Elevated error rate on the API, Builder and Delta server
Incident Report for Balena.io
Postmortem

On the 20th of March, an outage occurred that affected our API, which in turn had an effect on some of the services we provide.

Around 14:14 UTC, the Database load increased to 100%. Whilst this can occasionally happen, in this particular case the load stayed constant; by 14:34 UTC it became clear that the load was abnormal. This started to have knock-on effects in the rest of the system, as the API was unable to process requests in a timely manner. This meant:

* API response times started to rise, and in some cases began to time out

* Delta downloads started to queue up

* Other parts of the service requiring authorisation from the API, such as the builder, were not able to receive a response in a timely manner and themselves started timing out

We determined that load on the Delta servers had spiked, causing a large number of requests to be made to the API. After discovering the cause, at 14:46 UTC we made the decision to temporarily take the Delta servers off to ensure that API load was reduced and allow it to recover. However, due to the number of backed up transactions, including from devices attempting to determine the current state, the load remained high. At this point, we created a new incident to alert customers to the issues we were seeing.

We then started to remove pending transaction queries by cycling through the API instances and restarting them, which we completed around 15:14 UTC. The number of queries started to reduce and by 15:35 UTC the system had stabilised. We made appropriate incident report updates. At around 15:55 UTC, DB load had reduced significantly, and we re-enabled the Delta servers. We continued to monitor the situation, but did not see any repeat of the situation.

Much like a previous incident in January, the catalyst for this outage has been traced to a large sized device fleet making a delta request for a new image release. Whilst we made a number of major changes after that incident in a response to further de-couple load on the Delta server affecting the API, including limits on the number of requests that were made by the Delta server, it appears that we misjudged the limit that we could impose.
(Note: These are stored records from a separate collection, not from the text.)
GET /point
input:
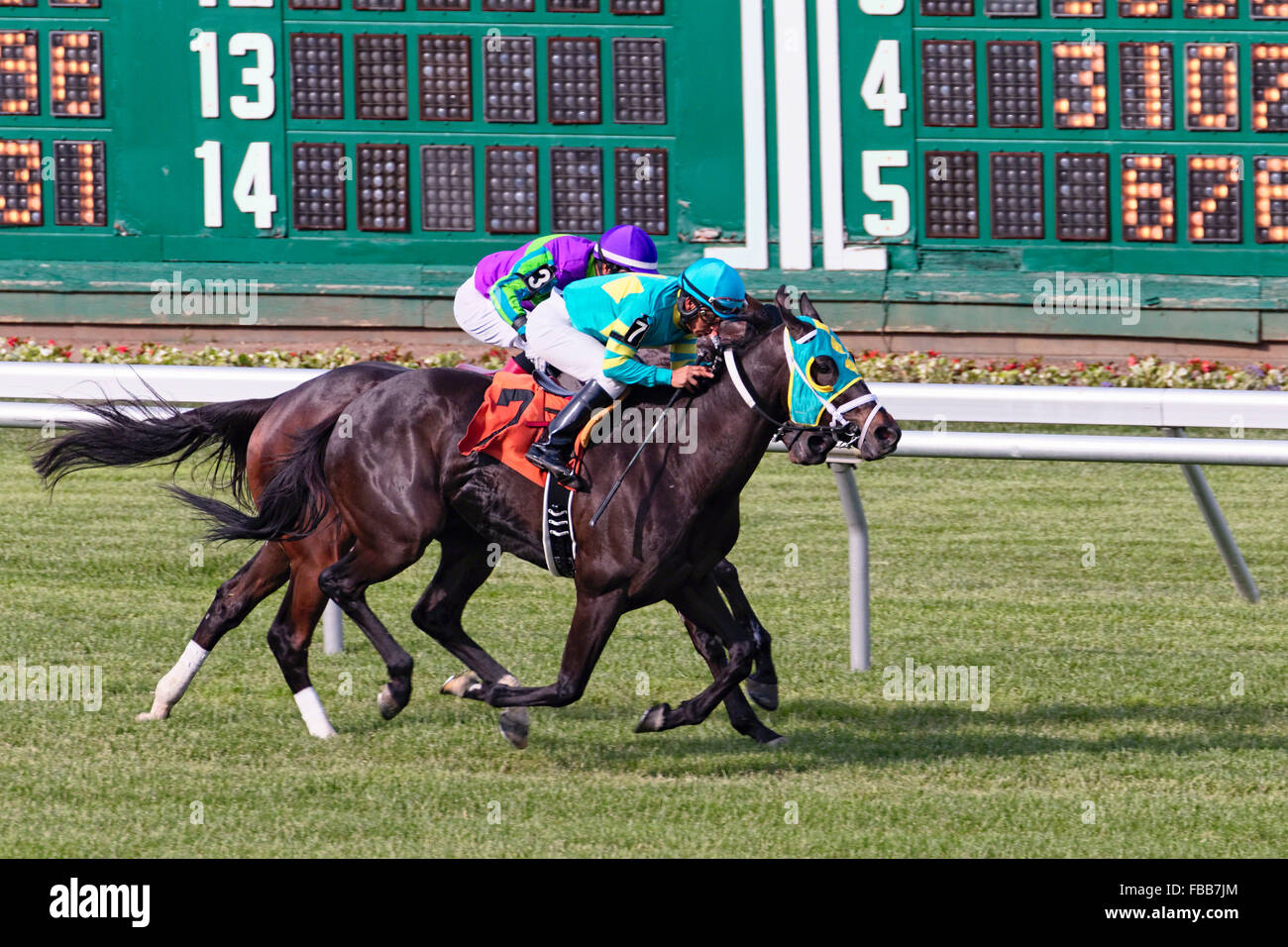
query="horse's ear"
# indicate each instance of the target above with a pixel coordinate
(807, 308)
(798, 326)
(785, 302)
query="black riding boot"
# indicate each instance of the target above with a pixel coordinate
(554, 450)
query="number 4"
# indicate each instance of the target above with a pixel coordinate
(881, 85)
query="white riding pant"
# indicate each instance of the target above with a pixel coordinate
(553, 338)
(476, 315)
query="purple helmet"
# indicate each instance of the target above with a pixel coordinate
(627, 247)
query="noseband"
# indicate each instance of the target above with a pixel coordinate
(845, 433)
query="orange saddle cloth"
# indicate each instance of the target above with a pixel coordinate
(515, 411)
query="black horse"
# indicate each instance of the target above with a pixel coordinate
(249, 440)
(398, 483)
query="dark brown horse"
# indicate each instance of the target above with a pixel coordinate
(398, 483)
(250, 438)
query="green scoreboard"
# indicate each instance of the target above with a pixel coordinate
(890, 155)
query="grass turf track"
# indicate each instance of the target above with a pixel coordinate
(1111, 684)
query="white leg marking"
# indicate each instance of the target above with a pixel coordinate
(314, 716)
(171, 686)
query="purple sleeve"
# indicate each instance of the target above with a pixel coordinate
(572, 258)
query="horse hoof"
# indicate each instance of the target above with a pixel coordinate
(464, 684)
(390, 702)
(653, 718)
(764, 696)
(514, 727)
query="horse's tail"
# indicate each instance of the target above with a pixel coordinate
(129, 432)
(294, 502)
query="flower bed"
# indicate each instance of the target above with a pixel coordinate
(876, 367)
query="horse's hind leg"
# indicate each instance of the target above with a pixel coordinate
(763, 682)
(236, 598)
(700, 602)
(347, 581)
(463, 567)
(741, 714)
(292, 629)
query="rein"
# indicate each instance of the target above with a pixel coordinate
(846, 433)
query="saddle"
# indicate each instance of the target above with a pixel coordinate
(515, 408)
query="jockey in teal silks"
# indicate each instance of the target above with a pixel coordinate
(593, 329)
(493, 304)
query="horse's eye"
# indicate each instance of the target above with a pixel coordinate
(823, 371)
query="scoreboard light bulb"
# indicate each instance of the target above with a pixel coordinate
(636, 8)
(509, 80)
(1017, 196)
(18, 189)
(317, 77)
(510, 197)
(572, 72)
(318, 188)
(952, 193)
(947, 8)
(642, 188)
(639, 81)
(1010, 8)
(446, 78)
(382, 189)
(578, 189)
(80, 184)
(447, 187)
(948, 82)
(380, 75)
(1014, 84)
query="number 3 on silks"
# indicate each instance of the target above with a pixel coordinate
(539, 278)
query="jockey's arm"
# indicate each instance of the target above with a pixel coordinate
(684, 352)
(533, 274)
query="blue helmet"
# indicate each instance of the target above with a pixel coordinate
(627, 247)
(715, 285)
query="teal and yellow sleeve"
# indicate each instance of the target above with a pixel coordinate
(621, 357)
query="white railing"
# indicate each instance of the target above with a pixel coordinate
(43, 385)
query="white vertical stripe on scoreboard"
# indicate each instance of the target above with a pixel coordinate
(791, 88)
(755, 253)
(836, 256)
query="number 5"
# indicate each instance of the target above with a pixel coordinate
(897, 195)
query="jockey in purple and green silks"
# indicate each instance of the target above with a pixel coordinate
(494, 303)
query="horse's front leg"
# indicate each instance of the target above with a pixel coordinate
(763, 681)
(592, 621)
(700, 603)
(742, 716)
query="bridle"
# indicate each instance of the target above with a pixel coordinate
(845, 433)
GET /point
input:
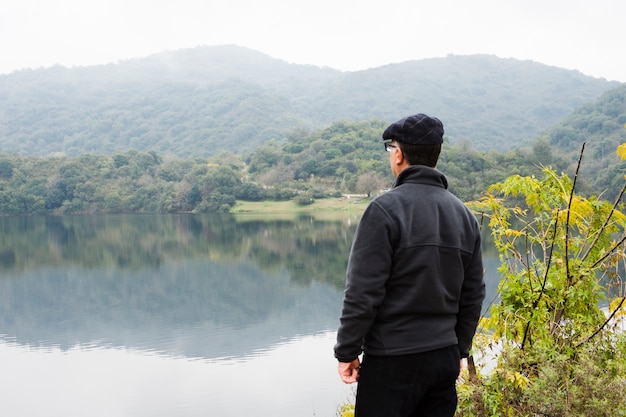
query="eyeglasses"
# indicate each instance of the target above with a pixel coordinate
(388, 146)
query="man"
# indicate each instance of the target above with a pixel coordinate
(414, 285)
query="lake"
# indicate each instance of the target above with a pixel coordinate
(173, 315)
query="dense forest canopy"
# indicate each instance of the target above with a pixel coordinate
(201, 101)
(344, 157)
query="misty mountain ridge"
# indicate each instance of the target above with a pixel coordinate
(201, 101)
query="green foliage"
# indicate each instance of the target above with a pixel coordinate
(554, 343)
(123, 182)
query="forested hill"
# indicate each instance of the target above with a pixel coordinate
(201, 101)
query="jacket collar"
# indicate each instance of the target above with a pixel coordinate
(421, 174)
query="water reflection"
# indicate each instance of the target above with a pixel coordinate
(171, 315)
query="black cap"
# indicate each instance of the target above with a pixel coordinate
(418, 129)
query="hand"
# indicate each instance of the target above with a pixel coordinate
(349, 371)
(463, 367)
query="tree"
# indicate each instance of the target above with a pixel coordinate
(554, 339)
(369, 182)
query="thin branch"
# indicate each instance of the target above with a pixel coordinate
(569, 208)
(606, 255)
(608, 320)
(545, 281)
(606, 222)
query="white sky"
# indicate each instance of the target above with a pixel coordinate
(586, 35)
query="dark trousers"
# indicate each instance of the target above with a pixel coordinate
(416, 385)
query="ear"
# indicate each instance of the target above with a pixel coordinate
(399, 157)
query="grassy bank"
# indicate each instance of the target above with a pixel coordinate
(347, 205)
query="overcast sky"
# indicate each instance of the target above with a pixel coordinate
(585, 35)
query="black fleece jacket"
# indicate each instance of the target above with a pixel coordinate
(415, 273)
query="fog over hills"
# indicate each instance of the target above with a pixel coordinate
(199, 101)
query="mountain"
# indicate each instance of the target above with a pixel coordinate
(201, 101)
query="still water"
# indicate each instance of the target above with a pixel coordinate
(171, 315)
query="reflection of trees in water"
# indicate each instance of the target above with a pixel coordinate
(200, 285)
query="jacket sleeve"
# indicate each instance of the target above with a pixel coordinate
(472, 296)
(367, 273)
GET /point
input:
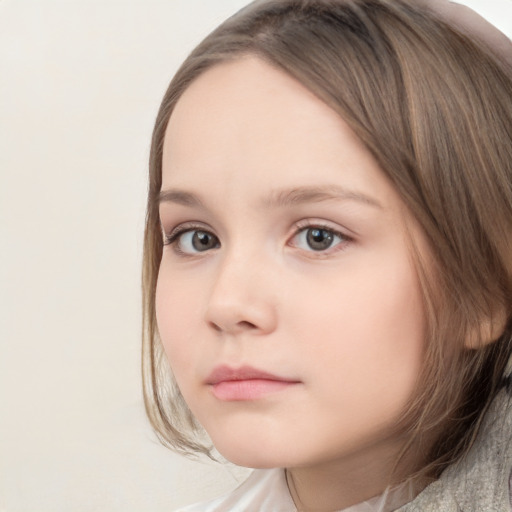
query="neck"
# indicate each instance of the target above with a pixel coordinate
(341, 484)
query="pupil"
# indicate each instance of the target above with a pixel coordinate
(319, 239)
(202, 241)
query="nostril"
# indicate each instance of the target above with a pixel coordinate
(246, 325)
(215, 327)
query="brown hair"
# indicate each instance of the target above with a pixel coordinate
(434, 108)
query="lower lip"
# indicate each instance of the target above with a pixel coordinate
(250, 389)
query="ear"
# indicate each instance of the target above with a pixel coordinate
(489, 330)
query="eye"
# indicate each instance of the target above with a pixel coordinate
(317, 238)
(192, 241)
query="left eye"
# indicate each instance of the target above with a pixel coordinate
(317, 239)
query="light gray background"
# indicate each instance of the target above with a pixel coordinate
(80, 84)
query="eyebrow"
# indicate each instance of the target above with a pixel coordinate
(301, 195)
(280, 198)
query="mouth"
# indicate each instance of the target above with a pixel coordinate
(245, 383)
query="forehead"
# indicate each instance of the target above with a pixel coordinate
(245, 125)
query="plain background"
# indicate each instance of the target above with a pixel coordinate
(80, 84)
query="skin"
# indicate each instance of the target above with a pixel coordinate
(346, 325)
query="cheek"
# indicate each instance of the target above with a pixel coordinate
(368, 331)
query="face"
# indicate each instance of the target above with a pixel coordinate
(287, 300)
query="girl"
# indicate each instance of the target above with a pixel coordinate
(328, 258)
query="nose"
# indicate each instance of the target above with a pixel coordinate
(242, 298)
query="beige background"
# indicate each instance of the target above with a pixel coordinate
(80, 84)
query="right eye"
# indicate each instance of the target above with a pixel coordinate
(192, 241)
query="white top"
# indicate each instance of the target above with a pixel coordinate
(266, 490)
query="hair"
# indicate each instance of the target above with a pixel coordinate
(434, 108)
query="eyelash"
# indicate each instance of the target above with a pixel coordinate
(173, 238)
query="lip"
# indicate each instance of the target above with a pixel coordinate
(245, 383)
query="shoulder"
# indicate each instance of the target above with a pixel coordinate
(480, 481)
(265, 490)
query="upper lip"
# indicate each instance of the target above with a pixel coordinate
(226, 373)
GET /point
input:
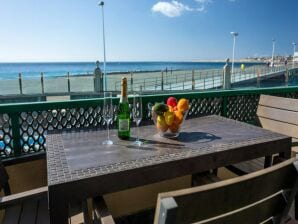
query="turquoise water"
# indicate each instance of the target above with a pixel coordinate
(11, 70)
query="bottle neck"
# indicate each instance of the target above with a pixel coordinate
(123, 97)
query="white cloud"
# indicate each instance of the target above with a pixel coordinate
(171, 9)
(176, 8)
(203, 1)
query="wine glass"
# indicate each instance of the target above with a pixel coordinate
(107, 114)
(137, 112)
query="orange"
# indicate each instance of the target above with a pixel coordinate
(161, 123)
(171, 109)
(174, 127)
(169, 117)
(183, 105)
(178, 117)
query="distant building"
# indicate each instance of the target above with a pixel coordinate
(295, 58)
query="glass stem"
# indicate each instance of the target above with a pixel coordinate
(138, 131)
(108, 127)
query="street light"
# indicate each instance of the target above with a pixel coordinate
(101, 4)
(273, 47)
(234, 34)
(294, 46)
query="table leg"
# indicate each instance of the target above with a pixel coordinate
(268, 161)
(58, 208)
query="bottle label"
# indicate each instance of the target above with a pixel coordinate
(123, 125)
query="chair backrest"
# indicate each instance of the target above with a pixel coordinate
(279, 114)
(252, 198)
(4, 180)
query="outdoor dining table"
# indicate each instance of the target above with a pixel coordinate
(80, 167)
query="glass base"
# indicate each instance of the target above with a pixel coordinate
(138, 143)
(169, 134)
(107, 142)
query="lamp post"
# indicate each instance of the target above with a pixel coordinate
(273, 48)
(101, 4)
(294, 46)
(234, 34)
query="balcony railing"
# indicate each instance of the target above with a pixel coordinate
(23, 126)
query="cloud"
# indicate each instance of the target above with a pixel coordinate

In response to this incident, we have now carried out work which further limits the number of concurrent requests that are made to the API by the Delta server, while also enforcing a delay mechanism that also further reduces the number of requests made.

Posted Mar 22, 2019 - 09:38 UTC

Resolved
This incident has been resolved.
Posted Mar 20, 2019 - 16:24 UTC
Monitoring
A fix has been implemented and we are monitoring the results.
Posted Mar 20, 2019 - 16:05 UTC
Investigating
We are currently investigating this issue.
Posted Mar 20, 2019 - 14:50 UTC
This incident affected: API, Application Builder, and Delta Image Downloads.